We also seem to agree that marriage is a social bond that creates kinship. Where we differ is in the emphasis placed on the transmission and protection of the male's genetic material. KB seems to maintain that it is primary, and I that it is secondary and perhaps even of no real consequence.

Bill Fleming

Some info on Pair Bonding:
http://www.nature.com/neuro/journal/v7/n10/full/nn1327.html

Rob

Ken the 14th century called, they want their views on gender and marriage back.

Rob

To balance Ken's bigoted, homophobic comments, what the gay community wants is equal protection under the law, not the destruction of anyone else's beliefs.

Bill Fleming

A beautiful girl in the village was pregnant.
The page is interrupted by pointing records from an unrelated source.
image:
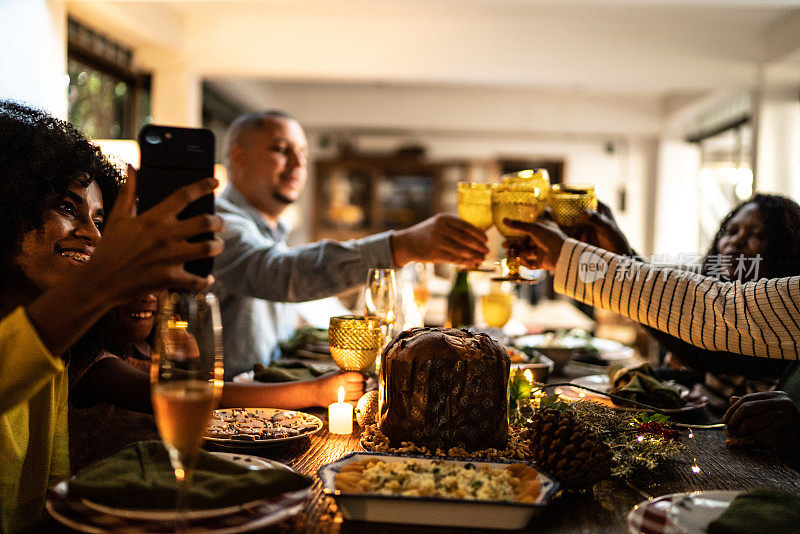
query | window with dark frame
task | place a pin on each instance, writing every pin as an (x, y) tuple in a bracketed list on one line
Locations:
[(108, 98)]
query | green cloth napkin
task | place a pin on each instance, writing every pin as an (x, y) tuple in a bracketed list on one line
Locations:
[(281, 373), (760, 511), (639, 385), (303, 336), (140, 477)]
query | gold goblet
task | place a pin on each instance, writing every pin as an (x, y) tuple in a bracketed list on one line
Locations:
[(355, 341), (568, 204), (521, 196), (474, 203)]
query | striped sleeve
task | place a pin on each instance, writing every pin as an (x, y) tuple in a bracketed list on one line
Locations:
[(757, 318)]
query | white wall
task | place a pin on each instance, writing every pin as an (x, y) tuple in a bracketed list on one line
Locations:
[(676, 217), (586, 161), (778, 143), (33, 61)]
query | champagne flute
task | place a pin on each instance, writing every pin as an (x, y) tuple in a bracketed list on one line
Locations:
[(474, 202), (521, 196), (380, 298), (420, 277), (186, 376)]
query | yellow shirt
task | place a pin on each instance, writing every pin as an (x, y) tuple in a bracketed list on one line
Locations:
[(34, 449)]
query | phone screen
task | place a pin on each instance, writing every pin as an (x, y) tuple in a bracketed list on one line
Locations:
[(171, 158)]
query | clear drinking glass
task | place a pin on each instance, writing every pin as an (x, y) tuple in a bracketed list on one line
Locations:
[(420, 278), (186, 376), (521, 196), (380, 296), (497, 305)]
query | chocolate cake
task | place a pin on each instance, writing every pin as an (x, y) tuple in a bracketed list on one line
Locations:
[(444, 388)]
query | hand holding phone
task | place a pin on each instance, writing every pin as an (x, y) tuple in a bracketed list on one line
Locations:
[(171, 158)]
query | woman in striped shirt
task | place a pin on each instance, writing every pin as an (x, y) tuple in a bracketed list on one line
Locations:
[(760, 318)]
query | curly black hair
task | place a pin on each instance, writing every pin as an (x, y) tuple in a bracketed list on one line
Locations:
[(40, 158), (780, 218)]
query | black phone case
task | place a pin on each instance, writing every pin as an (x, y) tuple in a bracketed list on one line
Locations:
[(171, 158)]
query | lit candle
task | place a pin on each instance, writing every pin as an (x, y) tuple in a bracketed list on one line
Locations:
[(340, 416)]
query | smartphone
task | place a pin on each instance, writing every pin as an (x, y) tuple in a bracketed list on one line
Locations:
[(171, 158)]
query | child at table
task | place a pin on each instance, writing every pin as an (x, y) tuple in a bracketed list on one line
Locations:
[(57, 277), (110, 394)]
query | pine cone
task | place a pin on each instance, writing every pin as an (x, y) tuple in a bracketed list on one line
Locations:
[(566, 448), (367, 409)]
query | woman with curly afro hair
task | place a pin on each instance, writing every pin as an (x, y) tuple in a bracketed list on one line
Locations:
[(57, 279), (759, 238)]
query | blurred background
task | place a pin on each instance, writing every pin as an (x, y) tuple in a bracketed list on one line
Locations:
[(675, 109)]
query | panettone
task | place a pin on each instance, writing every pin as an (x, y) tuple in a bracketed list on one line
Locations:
[(444, 388)]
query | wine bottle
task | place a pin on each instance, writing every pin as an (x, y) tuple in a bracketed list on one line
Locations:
[(460, 303)]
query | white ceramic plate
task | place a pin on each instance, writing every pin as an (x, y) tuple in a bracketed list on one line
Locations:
[(679, 513), (432, 510), (87, 516), (603, 383), (261, 443), (608, 349)]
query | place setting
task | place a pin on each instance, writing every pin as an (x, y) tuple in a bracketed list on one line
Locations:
[(174, 485)]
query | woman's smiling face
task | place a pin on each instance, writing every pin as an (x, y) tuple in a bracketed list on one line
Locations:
[(70, 232)]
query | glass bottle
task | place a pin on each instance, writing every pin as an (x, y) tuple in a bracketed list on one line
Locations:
[(460, 302)]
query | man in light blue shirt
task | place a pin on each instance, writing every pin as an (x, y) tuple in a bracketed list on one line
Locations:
[(258, 276)]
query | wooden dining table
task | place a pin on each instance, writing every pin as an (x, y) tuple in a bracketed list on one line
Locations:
[(604, 508)]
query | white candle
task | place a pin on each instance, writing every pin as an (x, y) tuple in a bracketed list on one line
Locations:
[(340, 416)]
Her angry parents demanded to know who was the father. At first resistant to confess, the anxious and embarrassed girl finally pointed to Hakuin, the Zen master whom everyone previously revered for living such a pure life. When the outraged parents confronted Hakuin with their daughter's accusation, he simply replied "Is that so?"

When the child was born, the parents brought it to the Hakuin, who now was viewed as a pariah by the whole village. They demanded that he take care of the child since it was his responsibility. "Is that so?" Hakuin said calmly as he accepted the child.
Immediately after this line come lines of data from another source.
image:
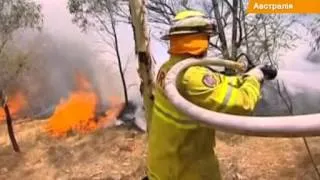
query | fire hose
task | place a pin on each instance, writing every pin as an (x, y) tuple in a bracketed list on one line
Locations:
[(277, 126)]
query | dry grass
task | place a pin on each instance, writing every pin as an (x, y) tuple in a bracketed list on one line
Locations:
[(119, 153)]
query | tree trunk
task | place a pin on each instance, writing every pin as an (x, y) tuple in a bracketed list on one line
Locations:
[(123, 80), (222, 35), (10, 129), (234, 29), (145, 70)]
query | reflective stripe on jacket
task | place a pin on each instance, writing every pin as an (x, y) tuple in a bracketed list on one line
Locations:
[(180, 148)]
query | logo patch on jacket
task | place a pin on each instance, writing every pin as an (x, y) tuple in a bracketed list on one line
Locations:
[(209, 81)]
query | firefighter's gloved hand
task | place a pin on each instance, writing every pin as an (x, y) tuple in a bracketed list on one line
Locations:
[(270, 72), (256, 72)]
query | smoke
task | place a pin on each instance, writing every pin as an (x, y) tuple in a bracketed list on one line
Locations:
[(298, 74)]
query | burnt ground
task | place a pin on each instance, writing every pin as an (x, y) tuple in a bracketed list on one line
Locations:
[(119, 153)]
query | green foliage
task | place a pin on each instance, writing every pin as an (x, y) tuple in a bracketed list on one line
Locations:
[(18, 14), (15, 15)]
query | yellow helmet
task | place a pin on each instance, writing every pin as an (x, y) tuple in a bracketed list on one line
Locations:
[(191, 22)]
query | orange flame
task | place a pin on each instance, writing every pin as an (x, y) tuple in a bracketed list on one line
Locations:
[(77, 113), (15, 103)]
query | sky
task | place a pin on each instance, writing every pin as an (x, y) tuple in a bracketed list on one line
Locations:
[(58, 22)]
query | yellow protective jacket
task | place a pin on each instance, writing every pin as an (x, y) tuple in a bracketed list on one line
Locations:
[(182, 149)]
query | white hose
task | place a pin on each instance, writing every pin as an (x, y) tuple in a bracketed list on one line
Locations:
[(277, 126)]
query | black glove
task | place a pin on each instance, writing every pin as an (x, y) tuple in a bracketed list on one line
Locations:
[(270, 72)]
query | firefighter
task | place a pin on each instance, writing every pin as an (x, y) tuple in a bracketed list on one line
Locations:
[(180, 148)]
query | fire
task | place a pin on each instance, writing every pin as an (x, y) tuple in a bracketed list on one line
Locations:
[(77, 113), (16, 103)]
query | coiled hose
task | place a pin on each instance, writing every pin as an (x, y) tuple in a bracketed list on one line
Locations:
[(277, 126)]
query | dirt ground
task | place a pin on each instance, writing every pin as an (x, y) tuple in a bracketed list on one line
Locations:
[(119, 154)]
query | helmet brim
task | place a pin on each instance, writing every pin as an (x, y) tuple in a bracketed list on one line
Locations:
[(166, 37)]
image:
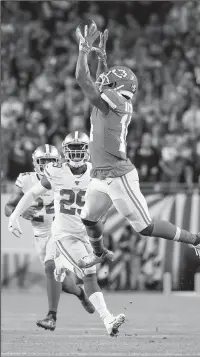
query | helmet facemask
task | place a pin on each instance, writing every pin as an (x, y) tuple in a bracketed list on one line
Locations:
[(40, 163), (76, 154), (103, 80)]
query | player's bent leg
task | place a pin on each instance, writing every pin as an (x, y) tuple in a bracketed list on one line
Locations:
[(167, 230), (68, 259), (53, 293), (100, 253), (97, 203), (112, 323)]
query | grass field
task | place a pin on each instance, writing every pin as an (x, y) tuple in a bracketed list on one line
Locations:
[(156, 326)]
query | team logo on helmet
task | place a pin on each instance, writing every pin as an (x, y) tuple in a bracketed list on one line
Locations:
[(120, 79), (43, 155), (75, 149)]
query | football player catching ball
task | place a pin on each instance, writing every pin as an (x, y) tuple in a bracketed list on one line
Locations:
[(114, 178)]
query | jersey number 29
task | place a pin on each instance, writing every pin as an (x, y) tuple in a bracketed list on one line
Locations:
[(73, 197)]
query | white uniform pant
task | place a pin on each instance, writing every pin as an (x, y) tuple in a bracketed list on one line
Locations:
[(45, 248), (72, 248), (124, 193)]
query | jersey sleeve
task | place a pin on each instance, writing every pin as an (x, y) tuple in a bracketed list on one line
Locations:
[(21, 180), (112, 98), (52, 172)]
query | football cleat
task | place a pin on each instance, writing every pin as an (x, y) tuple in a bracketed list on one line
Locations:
[(112, 323), (92, 259), (48, 323), (88, 306), (197, 247)]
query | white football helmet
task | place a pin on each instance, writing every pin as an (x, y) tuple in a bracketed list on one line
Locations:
[(43, 155), (75, 149)]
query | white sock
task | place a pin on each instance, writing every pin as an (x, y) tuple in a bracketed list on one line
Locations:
[(97, 299)]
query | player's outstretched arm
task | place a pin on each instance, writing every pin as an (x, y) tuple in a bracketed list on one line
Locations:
[(26, 201), (13, 201), (101, 53), (83, 77)]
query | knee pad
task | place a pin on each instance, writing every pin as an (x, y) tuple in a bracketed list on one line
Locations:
[(148, 230), (49, 268), (88, 223)]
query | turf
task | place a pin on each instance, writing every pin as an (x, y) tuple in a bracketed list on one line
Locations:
[(156, 325)]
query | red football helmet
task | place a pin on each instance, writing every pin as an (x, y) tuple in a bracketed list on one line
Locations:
[(119, 78), (75, 149)]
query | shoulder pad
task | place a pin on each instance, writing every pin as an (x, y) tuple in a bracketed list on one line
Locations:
[(112, 98), (89, 166), (52, 169), (22, 178)]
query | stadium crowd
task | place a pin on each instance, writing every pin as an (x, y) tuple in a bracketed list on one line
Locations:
[(41, 101)]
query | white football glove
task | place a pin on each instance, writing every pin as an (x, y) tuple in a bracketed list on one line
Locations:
[(101, 50), (87, 39), (14, 227)]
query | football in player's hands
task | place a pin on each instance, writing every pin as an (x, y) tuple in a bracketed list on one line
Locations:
[(87, 33), (29, 214)]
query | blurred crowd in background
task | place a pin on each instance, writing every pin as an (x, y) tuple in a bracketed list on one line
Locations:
[(41, 102)]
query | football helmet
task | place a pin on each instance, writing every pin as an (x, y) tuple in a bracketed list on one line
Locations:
[(43, 155), (75, 149), (120, 79)]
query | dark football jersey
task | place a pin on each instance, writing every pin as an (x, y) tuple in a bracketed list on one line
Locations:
[(108, 137)]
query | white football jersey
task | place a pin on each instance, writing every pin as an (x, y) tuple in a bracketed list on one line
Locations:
[(44, 204), (69, 191)]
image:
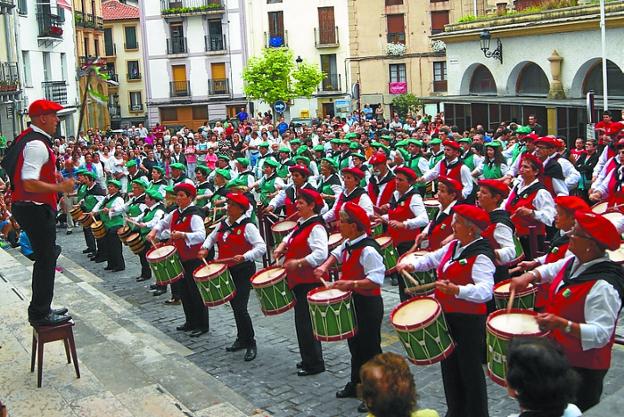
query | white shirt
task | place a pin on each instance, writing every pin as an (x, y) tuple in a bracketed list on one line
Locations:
[(371, 261), (251, 234), (482, 272)]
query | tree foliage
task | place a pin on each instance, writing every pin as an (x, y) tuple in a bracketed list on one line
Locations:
[(405, 104), (275, 76)]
For many months he took very good care of the child until the daughter could no longer withstand the lie she had told. She confessed that the real father was a young man in the village whom she had tried to protect. The parents immediately went to Hakuin to see if he would return the baby. With profuse apologies they explained what had happened. "Is that so?" Hakuin said as he handed them the child.

______________________________________

It would seem to me that for a man so adamant that abortion should not be an option, we would do well to adopt the old Zenmaster's philosophy KB, and not be so hung up about who the father of the child is. We are all the child's father.

larry kurtz

Ken is absolutely right. Nothing will ever change in the chemical toilet. Coming to a theatre near you: http://www.aclumontana.org/index.php?option=com_content&view=article&id=156&Itemid=62

Ken Blanchard

Rob: if calling me names makes you feel better, I have no problem with it. If you ever decide you are interested in thinking and engaging in dialog, your comments would be welcome here.

Ken Blanchard

Bill: no, we aren't, but we can all take responsibility for each other. Thank you for that Hakuin story. I have heard it before, but it is beautiful.
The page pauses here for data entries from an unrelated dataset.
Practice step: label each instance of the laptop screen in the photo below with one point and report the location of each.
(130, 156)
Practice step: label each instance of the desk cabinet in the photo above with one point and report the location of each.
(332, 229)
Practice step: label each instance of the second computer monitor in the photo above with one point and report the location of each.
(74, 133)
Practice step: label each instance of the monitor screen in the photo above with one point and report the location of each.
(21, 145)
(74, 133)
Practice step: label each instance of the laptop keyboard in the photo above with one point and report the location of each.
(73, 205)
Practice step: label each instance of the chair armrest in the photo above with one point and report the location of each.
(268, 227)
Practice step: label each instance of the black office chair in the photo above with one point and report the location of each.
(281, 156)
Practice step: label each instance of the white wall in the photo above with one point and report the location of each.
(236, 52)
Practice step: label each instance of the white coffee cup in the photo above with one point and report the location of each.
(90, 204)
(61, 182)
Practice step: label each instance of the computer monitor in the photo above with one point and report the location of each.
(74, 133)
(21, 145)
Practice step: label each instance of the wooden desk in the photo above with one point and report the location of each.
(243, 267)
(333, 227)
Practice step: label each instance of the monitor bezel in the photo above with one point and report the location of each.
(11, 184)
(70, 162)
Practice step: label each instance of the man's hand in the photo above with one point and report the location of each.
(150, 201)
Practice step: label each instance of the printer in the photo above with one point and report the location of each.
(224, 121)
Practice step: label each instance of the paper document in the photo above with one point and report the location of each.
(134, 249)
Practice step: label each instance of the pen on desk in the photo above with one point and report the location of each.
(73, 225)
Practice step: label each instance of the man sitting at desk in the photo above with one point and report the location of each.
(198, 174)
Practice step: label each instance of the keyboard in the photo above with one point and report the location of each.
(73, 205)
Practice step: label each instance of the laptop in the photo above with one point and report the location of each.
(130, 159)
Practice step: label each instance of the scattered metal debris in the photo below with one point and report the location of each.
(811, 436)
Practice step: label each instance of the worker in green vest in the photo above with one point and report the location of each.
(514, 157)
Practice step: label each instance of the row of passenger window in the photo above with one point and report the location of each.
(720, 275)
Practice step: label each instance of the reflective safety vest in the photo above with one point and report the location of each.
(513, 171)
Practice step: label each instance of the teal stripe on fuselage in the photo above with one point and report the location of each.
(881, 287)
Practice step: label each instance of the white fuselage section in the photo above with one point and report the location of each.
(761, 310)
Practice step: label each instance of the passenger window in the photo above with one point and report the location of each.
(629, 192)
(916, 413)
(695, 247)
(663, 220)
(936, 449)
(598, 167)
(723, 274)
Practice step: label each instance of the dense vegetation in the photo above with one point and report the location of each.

I think we are dangerously close to agreement here (Rob's objections notwithstanding). Marriage is a ubiquitous institution. The important thing is not to define it but to understand how it works. Only then will we know whether or how it will work for the gay community. I see no reason not to extend marriage to cover homosexual couples. But if that is going to achieve anything beyond a temporary and empty political victory, marriage has to be understood as a mutual obligation and not as a set of goodies to be distributed. I am skeptical, but perhaps now we will find out.

Bill Fleming

Yes, we agree then, Ken. Pardon me for not sharing your skepticism, only because I think all marital relationships are equally challenged in the way you mention, regardless of gender mix. Plus, I'm an eternal optimist. Happy 4th of July, my friend.

Ken Blanchard

A belated happy fourth to you, Bill.

Mitchell Malone

Ken,

You and I have differed in opinions before. On one point we do agree- "As it is, the legalization of gay marriage in the United States is likely to achieve absolutely nothing." I would go on to say, it is contrary productive to our society. As a religious libetarian, I moved to a small town in rural South Dakota to raise my children in an environment isolated from perverse human relationships. Now I have heterosexual neighbors who is purposely socially engineering our small community by buying and renting houses to their homosexual aquaintances. So now I must move or accept their "in your face" forced tolerance. So who's rights are violated now!